Tuala had told Samoa Global News at the time that Electoral Act amendments should have been more carefully considered and more widely consulted for its impacts.

“Proper process should have been followed such as extensive consultations, and testing of the laws against existing policies.. These amendments should also have never been applied to the 2021 elections.”

Tuala had also commented at the time, that there were several other provisions of the Act, he felt needed to be addressed.

The process leading up the final declaration of the results for Samoa’s 2021 general elections continues this morning at the Office of the Electoral Commissioner (OEC) headquarters at Tuanaimato.

HRPP Dominance Ends

Established in May 1979 as an opposition party, HRPP has governed the country since first winning power in 1982, except for a brief period in 1986 and 1987 when internal differences forced it into coalition. Two foundng members, Vaai Kolone and Tofilau Eti Alesana both became Prime Ministers of Samoa and Tuilaepa Dr Sailele Malielegaoi has led the party since 1998.

Following an aggressive media campaign and roadshows across the nation, the momentum gained by FAST in the past 10 months was undeniably established through the polls, indicating a nation split down the middle.
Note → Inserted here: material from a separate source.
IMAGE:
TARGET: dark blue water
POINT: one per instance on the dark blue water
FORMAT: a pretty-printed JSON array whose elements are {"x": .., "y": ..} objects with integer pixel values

As has been the case in previous Samoa elections, a flood of court cases for bribing voters is expected to follow. Prime Minister Tuilaepa Sailele Malielegaoi has already indicated legal action is being considered against FAST for activities during roadshows. At the same time, several FAST candidates have also indicated intentions to lodge complaints of bribery against members of HRPP.